Nelle sacre aule della politica britannica, la battaglia per i voti si è spostata dal banco del governo al 'gram. Nel 2015, Ed Miliband era adornato con corone di fiori dal #Milifandom, un movimento di giovani elettori che lo vedevano come 'Milibae'. Era affascinante, era virale, e i Laburisti persero comunque le elezioni. David Cameron, euforico per la vittoria, commentò: 'La Gran Bretagna e Twitter non sono la stessa cosa.'
Fai un salto di un decennio, e le corone di fiori sono state sostituite dai calendari dei contenuti. Il governo laburista, ora sotto il Primo Ministro Andy Burnham, ha reclutato un esercito di produttori e videomaker per sfornare meme e annunci politici. Nel suo primo mese, Burnham ha pubblicato oltre 50 post su Instagram, inclusa una rivoluzionaria classifica degli snack da pub con il Cancelliere John Healey. Perché nulla dice 'governo serio' come discutere se un barm cake sia superiore a un cob.
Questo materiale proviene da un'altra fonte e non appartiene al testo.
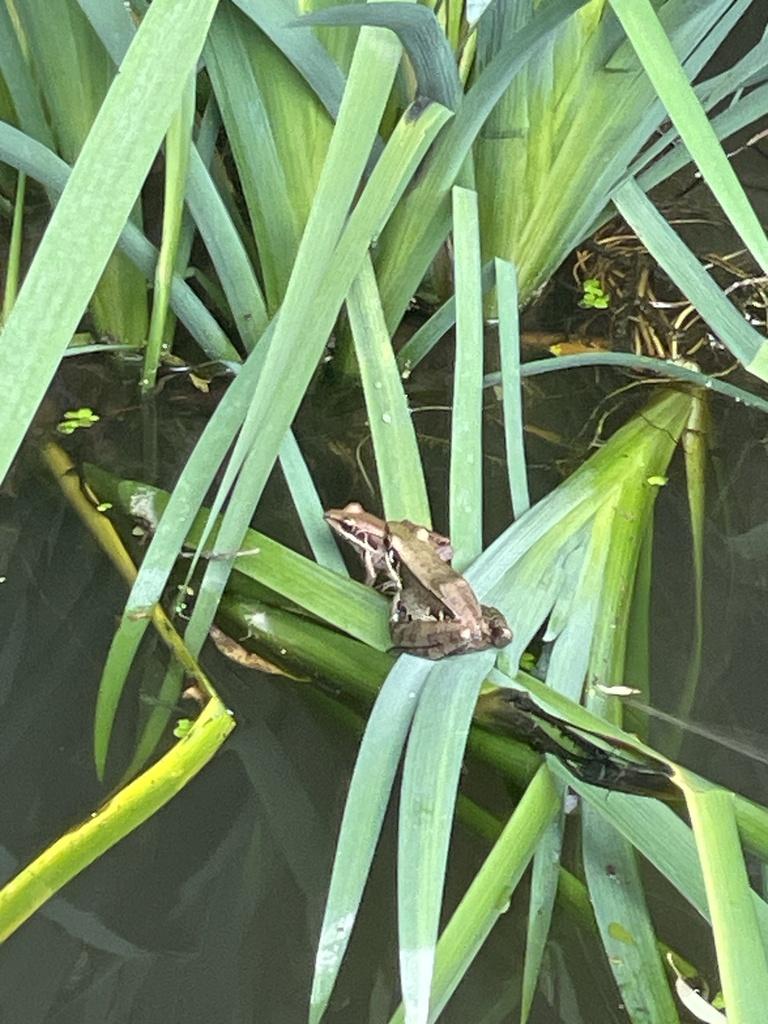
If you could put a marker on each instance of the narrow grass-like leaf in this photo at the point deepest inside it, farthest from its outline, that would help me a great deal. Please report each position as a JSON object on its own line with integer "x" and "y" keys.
{"x": 364, "y": 814}
{"x": 44, "y": 166}
{"x": 113, "y": 24}
{"x": 274, "y": 221}
{"x": 696, "y": 457}
{"x": 13, "y": 266}
{"x": 422, "y": 221}
{"x": 178, "y": 142}
{"x": 104, "y": 182}
{"x": 74, "y": 74}
{"x": 20, "y": 83}
{"x": 430, "y": 779}
{"x": 227, "y": 253}
{"x": 211, "y": 215}
{"x": 579, "y": 496}
{"x": 487, "y": 897}
{"x": 398, "y": 466}
{"x": 647, "y": 364}
{"x": 740, "y": 113}
{"x": 308, "y": 507}
{"x": 354, "y": 608}
{"x": 307, "y": 314}
{"x": 422, "y": 38}
{"x": 166, "y": 544}
{"x": 421, "y": 343}
{"x": 120, "y": 815}
{"x": 306, "y": 53}
{"x": 678, "y": 261}
{"x": 466, "y": 421}
{"x": 509, "y": 349}
{"x": 663, "y": 838}
{"x": 397, "y": 162}
{"x": 640, "y": 22}
{"x": 741, "y": 953}
{"x": 616, "y": 895}
{"x": 544, "y": 879}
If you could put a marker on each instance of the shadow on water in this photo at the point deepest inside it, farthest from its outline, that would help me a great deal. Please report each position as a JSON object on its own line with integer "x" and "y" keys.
{"x": 210, "y": 911}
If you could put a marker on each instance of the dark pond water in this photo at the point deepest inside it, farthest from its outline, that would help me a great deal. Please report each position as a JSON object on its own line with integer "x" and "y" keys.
{"x": 209, "y": 913}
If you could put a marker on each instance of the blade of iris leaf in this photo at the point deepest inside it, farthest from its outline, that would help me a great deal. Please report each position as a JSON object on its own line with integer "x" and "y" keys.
{"x": 631, "y": 945}
{"x": 422, "y": 220}
{"x": 743, "y": 111}
{"x": 640, "y": 363}
{"x": 509, "y": 350}
{"x": 641, "y": 24}
{"x": 20, "y": 83}
{"x": 44, "y": 166}
{"x": 604, "y": 470}
{"x": 178, "y": 142}
{"x": 578, "y": 606}
{"x": 662, "y": 837}
{"x": 740, "y": 950}
{"x": 428, "y": 50}
{"x": 222, "y": 241}
{"x": 105, "y": 181}
{"x": 274, "y": 221}
{"x": 308, "y": 506}
{"x": 306, "y": 321}
{"x": 544, "y": 879}
{"x": 278, "y": 20}
{"x": 74, "y": 74}
{"x": 227, "y": 253}
{"x": 430, "y": 779}
{"x": 465, "y": 500}
{"x": 488, "y": 895}
{"x": 421, "y": 343}
{"x": 349, "y": 606}
{"x": 695, "y": 445}
{"x": 119, "y": 816}
{"x": 364, "y": 814}
{"x": 112, "y": 22}
{"x": 626, "y": 929}
{"x": 350, "y": 144}
{"x": 168, "y": 540}
{"x": 666, "y": 247}
{"x": 397, "y": 462}
{"x": 397, "y": 162}
{"x": 711, "y": 91}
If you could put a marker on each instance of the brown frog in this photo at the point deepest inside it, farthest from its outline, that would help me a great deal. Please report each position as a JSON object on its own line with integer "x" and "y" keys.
{"x": 435, "y": 612}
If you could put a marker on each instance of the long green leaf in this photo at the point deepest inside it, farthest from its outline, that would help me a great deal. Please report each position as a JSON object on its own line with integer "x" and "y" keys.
{"x": 120, "y": 815}
{"x": 509, "y": 350}
{"x": 422, "y": 38}
{"x": 44, "y": 166}
{"x": 616, "y": 894}
{"x": 274, "y": 221}
{"x": 398, "y": 466}
{"x": 366, "y": 805}
{"x": 641, "y": 24}
{"x": 430, "y": 779}
{"x": 663, "y": 243}
{"x": 421, "y": 223}
{"x": 305, "y": 320}
{"x": 741, "y": 951}
{"x": 95, "y": 205}
{"x": 488, "y": 895}
{"x": 466, "y": 422}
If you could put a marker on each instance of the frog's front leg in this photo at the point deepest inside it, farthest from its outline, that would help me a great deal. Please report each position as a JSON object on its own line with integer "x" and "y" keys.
{"x": 435, "y": 638}
{"x": 496, "y": 627}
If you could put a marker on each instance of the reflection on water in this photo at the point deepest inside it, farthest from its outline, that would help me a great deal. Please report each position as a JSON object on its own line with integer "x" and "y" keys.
{"x": 210, "y": 911}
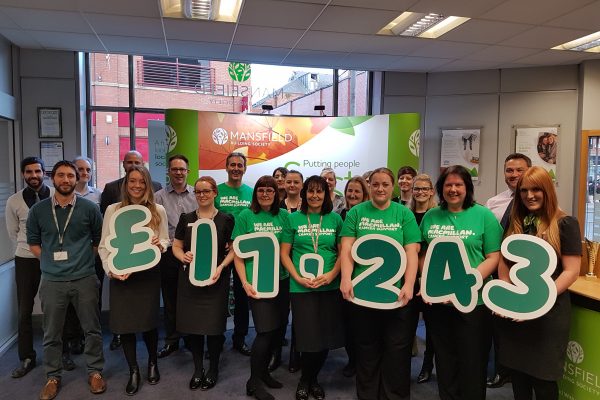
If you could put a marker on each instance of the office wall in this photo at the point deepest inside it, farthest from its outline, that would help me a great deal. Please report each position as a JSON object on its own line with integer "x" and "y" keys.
{"x": 495, "y": 101}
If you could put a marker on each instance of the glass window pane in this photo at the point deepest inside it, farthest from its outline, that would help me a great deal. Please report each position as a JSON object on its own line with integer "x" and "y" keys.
{"x": 352, "y": 92}
{"x": 109, "y": 85}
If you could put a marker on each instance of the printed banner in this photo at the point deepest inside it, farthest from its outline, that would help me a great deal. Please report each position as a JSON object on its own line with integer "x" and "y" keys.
{"x": 349, "y": 145}
{"x": 541, "y": 145}
{"x": 461, "y": 147}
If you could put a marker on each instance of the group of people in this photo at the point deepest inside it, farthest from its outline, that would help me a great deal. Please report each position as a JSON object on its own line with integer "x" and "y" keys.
{"x": 309, "y": 219}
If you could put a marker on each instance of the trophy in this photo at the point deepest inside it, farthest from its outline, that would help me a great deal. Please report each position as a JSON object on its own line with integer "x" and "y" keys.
{"x": 592, "y": 248}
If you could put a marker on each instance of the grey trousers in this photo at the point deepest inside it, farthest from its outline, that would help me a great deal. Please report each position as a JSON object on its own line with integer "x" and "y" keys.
{"x": 55, "y": 298}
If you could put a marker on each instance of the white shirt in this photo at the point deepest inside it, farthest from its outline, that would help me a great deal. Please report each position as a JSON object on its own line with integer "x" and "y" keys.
{"x": 499, "y": 203}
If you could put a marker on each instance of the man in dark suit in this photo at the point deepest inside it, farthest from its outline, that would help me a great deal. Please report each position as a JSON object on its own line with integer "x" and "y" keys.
{"x": 112, "y": 191}
{"x": 112, "y": 194}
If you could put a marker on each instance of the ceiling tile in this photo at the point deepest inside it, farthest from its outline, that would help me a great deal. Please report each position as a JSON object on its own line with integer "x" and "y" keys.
{"x": 206, "y": 31}
{"x": 489, "y": 32}
{"x": 279, "y": 14}
{"x": 44, "y": 20}
{"x": 134, "y": 45}
{"x": 439, "y": 49}
{"x": 139, "y": 8}
{"x": 199, "y": 50}
{"x": 263, "y": 55}
{"x": 587, "y": 17}
{"x": 533, "y": 12}
{"x": 264, "y": 36}
{"x": 461, "y": 8}
{"x": 544, "y": 37}
{"x": 20, "y": 38}
{"x": 125, "y": 25}
{"x": 353, "y": 20}
{"x": 68, "y": 41}
{"x": 501, "y": 54}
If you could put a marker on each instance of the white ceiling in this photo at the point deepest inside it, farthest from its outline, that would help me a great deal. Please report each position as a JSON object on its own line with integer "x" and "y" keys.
{"x": 323, "y": 33}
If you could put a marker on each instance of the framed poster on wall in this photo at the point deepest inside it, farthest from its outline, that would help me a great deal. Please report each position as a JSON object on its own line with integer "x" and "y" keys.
{"x": 49, "y": 122}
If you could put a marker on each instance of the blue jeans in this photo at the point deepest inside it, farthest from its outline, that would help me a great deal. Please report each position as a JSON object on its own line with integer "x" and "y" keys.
{"x": 55, "y": 298}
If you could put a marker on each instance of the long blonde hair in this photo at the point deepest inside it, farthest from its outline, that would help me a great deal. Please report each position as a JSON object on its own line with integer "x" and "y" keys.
{"x": 147, "y": 199}
{"x": 549, "y": 214}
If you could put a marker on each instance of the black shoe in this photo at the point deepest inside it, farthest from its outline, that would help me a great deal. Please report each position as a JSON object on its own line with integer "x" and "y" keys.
{"x": 317, "y": 391}
{"x": 302, "y": 391}
{"x": 242, "y": 348}
{"x": 272, "y": 382}
{"x": 498, "y": 381}
{"x": 424, "y": 375}
{"x": 349, "y": 370}
{"x": 275, "y": 360}
{"x": 116, "y": 342}
{"x": 168, "y": 349}
{"x": 153, "y": 374}
{"x": 68, "y": 364}
{"x": 258, "y": 391}
{"x": 210, "y": 380}
{"x": 133, "y": 384}
{"x": 26, "y": 365}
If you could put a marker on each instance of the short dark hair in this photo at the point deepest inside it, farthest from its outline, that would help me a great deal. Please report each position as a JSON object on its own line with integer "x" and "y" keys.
{"x": 236, "y": 154}
{"x": 407, "y": 170}
{"x": 464, "y": 174}
{"x": 317, "y": 181}
{"x": 283, "y": 170}
{"x": 265, "y": 181}
{"x": 64, "y": 163}
{"x": 178, "y": 157}
{"x": 32, "y": 160}
{"x": 518, "y": 156}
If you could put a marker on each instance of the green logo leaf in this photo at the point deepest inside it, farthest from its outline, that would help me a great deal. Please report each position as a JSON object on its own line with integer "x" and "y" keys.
{"x": 239, "y": 72}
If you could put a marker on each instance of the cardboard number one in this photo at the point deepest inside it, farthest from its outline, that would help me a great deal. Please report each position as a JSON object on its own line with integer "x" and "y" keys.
{"x": 386, "y": 261}
{"x": 263, "y": 248}
{"x": 129, "y": 242}
{"x": 204, "y": 247}
{"x": 532, "y": 292}
{"x": 447, "y": 275}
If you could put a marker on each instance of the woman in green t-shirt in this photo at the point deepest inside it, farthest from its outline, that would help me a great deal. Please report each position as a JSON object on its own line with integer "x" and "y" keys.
{"x": 383, "y": 337}
{"x": 269, "y": 315}
{"x": 462, "y": 340}
{"x": 309, "y": 250}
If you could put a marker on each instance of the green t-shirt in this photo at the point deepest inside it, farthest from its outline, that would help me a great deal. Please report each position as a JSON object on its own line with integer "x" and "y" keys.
{"x": 476, "y": 226}
{"x": 233, "y": 200}
{"x": 297, "y": 232}
{"x": 249, "y": 222}
{"x": 396, "y": 222}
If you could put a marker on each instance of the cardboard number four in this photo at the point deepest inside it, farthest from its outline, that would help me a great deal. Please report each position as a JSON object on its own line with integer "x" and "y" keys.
{"x": 263, "y": 248}
{"x": 129, "y": 242}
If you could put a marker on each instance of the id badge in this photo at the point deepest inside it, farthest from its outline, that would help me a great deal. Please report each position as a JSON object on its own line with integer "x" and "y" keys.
{"x": 61, "y": 256}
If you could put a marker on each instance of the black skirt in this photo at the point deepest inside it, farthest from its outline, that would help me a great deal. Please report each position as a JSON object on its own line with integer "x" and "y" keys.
{"x": 202, "y": 310}
{"x": 135, "y": 302}
{"x": 536, "y": 347}
{"x": 271, "y": 314}
{"x": 317, "y": 320}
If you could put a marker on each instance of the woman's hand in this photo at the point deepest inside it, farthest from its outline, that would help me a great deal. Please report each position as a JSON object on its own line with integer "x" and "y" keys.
{"x": 347, "y": 289}
{"x": 250, "y": 290}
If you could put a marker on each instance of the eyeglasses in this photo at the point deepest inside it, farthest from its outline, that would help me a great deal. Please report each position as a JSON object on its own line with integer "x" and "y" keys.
{"x": 263, "y": 191}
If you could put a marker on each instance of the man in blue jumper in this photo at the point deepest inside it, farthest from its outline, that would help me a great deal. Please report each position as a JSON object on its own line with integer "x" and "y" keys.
{"x": 63, "y": 231}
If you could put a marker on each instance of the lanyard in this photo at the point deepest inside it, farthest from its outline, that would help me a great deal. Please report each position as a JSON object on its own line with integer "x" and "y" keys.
{"x": 315, "y": 238}
{"x": 61, "y": 236}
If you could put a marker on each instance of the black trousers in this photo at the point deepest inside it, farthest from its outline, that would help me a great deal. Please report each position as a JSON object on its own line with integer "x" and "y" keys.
{"x": 27, "y": 277}
{"x": 462, "y": 343}
{"x": 383, "y": 342}
{"x": 169, "y": 269}
{"x": 241, "y": 317}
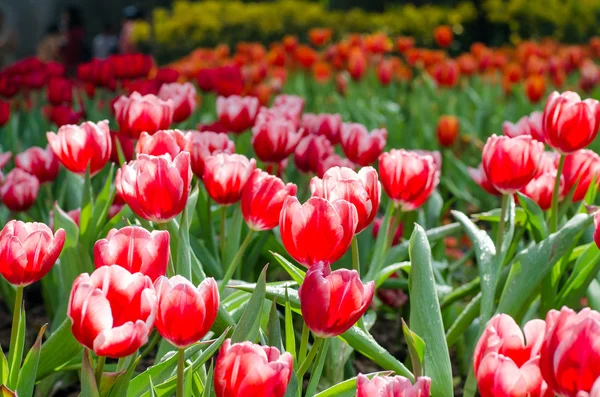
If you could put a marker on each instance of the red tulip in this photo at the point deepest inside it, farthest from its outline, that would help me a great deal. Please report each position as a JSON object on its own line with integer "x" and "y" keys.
{"x": 78, "y": 147}
{"x": 359, "y": 145}
{"x": 392, "y": 386}
{"x": 274, "y": 139}
{"x": 443, "y": 36}
{"x": 19, "y": 190}
{"x": 135, "y": 249}
{"x": 168, "y": 143}
{"x": 312, "y": 150}
{"x": 183, "y": 97}
{"x": 511, "y": 163}
{"x": 28, "y": 251}
{"x": 262, "y": 200}
{"x": 323, "y": 124}
{"x": 4, "y": 112}
{"x": 155, "y": 188}
{"x": 178, "y": 302}
{"x": 447, "y": 130}
{"x": 237, "y": 113}
{"x": 332, "y": 302}
{"x": 60, "y": 91}
{"x": 112, "y": 311}
{"x": 136, "y": 114}
{"x": 408, "y": 178}
{"x": 579, "y": 170}
{"x": 225, "y": 176}
{"x": 318, "y": 230}
{"x": 506, "y": 364}
{"x": 569, "y": 123}
{"x": 246, "y": 369}
{"x": 201, "y": 145}
{"x": 41, "y": 163}
{"x": 570, "y": 351}
{"x": 361, "y": 189}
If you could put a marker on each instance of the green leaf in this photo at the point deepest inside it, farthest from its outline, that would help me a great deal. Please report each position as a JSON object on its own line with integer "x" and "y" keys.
{"x": 249, "y": 324}
{"x": 416, "y": 349}
{"x": 484, "y": 254}
{"x": 27, "y": 373}
{"x": 585, "y": 271}
{"x": 535, "y": 217}
{"x": 317, "y": 370}
{"x": 89, "y": 387}
{"x": 15, "y": 354}
{"x": 58, "y": 350}
{"x": 425, "y": 315}
{"x": 295, "y": 273}
{"x": 531, "y": 265}
{"x": 347, "y": 388}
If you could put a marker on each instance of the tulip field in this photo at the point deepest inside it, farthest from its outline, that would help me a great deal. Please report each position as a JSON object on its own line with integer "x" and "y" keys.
{"x": 361, "y": 217}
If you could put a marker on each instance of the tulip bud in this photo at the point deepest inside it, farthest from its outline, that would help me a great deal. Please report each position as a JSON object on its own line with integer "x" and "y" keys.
{"x": 178, "y": 302}
{"x": 135, "y": 249}
{"x": 311, "y": 150}
{"x": 203, "y": 144}
{"x": 41, "y": 163}
{"x": 569, "y": 123}
{"x": 262, "y": 200}
{"x": 112, "y": 311}
{"x": 163, "y": 143}
{"x": 318, "y": 230}
{"x": 392, "y": 386}
{"x": 447, "y": 130}
{"x": 155, "y": 188}
{"x": 570, "y": 351}
{"x": 332, "y": 302}
{"x": 506, "y": 361}
{"x": 20, "y": 190}
{"x": 361, "y": 189}
{"x": 408, "y": 178}
{"x": 28, "y": 251}
{"x": 183, "y": 97}
{"x": 359, "y": 145}
{"x": 136, "y": 114}
{"x": 511, "y": 163}
{"x": 83, "y": 146}
{"x": 237, "y": 113}
{"x": 579, "y": 170}
{"x": 247, "y": 369}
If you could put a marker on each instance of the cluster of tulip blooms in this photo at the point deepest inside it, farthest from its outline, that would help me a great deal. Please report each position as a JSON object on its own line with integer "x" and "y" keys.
{"x": 145, "y": 282}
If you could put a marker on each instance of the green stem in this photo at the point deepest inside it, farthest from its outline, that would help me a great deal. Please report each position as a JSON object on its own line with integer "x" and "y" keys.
{"x": 555, "y": 192}
{"x": 303, "y": 343}
{"x": 310, "y": 358}
{"x": 236, "y": 261}
{"x": 100, "y": 370}
{"x": 180, "y": 371}
{"x": 222, "y": 233}
{"x": 355, "y": 255}
{"x": 14, "y": 361}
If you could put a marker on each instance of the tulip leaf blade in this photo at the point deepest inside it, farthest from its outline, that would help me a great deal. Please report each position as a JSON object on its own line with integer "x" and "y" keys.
{"x": 531, "y": 265}
{"x": 248, "y": 326}
{"x": 58, "y": 350}
{"x": 535, "y": 217}
{"x": 585, "y": 271}
{"x": 295, "y": 273}
{"x": 28, "y": 371}
{"x": 426, "y": 316}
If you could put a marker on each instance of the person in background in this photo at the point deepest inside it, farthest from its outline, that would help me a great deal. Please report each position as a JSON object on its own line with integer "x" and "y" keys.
{"x": 73, "y": 48}
{"x": 8, "y": 38}
{"x": 50, "y": 45}
{"x": 127, "y": 45}
{"x": 105, "y": 43}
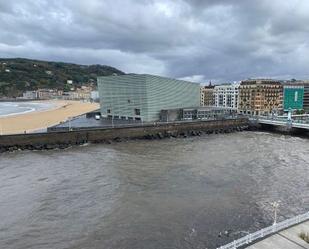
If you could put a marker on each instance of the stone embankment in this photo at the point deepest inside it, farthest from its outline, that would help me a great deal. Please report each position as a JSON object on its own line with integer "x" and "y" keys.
{"x": 61, "y": 140}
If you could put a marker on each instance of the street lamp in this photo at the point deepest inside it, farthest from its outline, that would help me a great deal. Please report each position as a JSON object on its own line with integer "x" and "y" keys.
{"x": 275, "y": 206}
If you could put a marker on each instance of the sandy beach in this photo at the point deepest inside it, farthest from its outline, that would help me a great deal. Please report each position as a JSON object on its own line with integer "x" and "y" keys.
{"x": 61, "y": 111}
Non è solo. I takedown virali di Kemi Badenoch contro Keir Starmer, i 7,6 milioni di follower di Nigel Farage su tutte le piattaforme, e l'esercito indipendentista online dello SNP dimostrano che essere 'troppo online' è ora un requisito lavorativo. Anche i colpi di scena della campagna di Ed Davey sono diventati virali, dimostrando che un uomo che cade da un paddleboard può essere una strategia politica.
Ma questa frenesia digitale sta davvero funzionando? Theresa May una volta liquidò i social media con un withering 'la gente non dice passami il giornale hashtag'. Oggi, i ministri sono seguiti dalle troupe del No 10 come star di reality show. Il cambiamento è netto: da Churchill alla radio, al divano dei talk show di Blair, i politici si sono sempre adattati. Ora è il momento delle scale di TikTok e degli slogan Brexit in Comic Sans.
Eppure i ritorni sono incerti. Cody Dahler, un comico con due milioni di follower, avverte che gli elettori vedranno attraverso i politici che usano i social media come 'strumento di comunicazione'. Burnham può sembrare un 'supplente figo', ma Piers Morgan lo ha già implorato di smetterla con i video imbarazzanti. Nel frattempo, Zack Polanski dei Verdi ha imparato a sue spese che accettare collaborazioni Instagram casuali può portare ad accuse di incitamento alla violenza contro Nigel Farage. Ops.
Anche gli esperti sono scettici. Emma Connolly del Digital Speech Lab dell'UCL afferma che non ci sono prove forti che i social media convincano gli elettori. Ma i politici continuano a inseguire quei like, perché in fondo hanno sempre voluto essere apprezzati. Ora possono vederlo istantaneamente sotto forma di un cuoricino. Che modernità.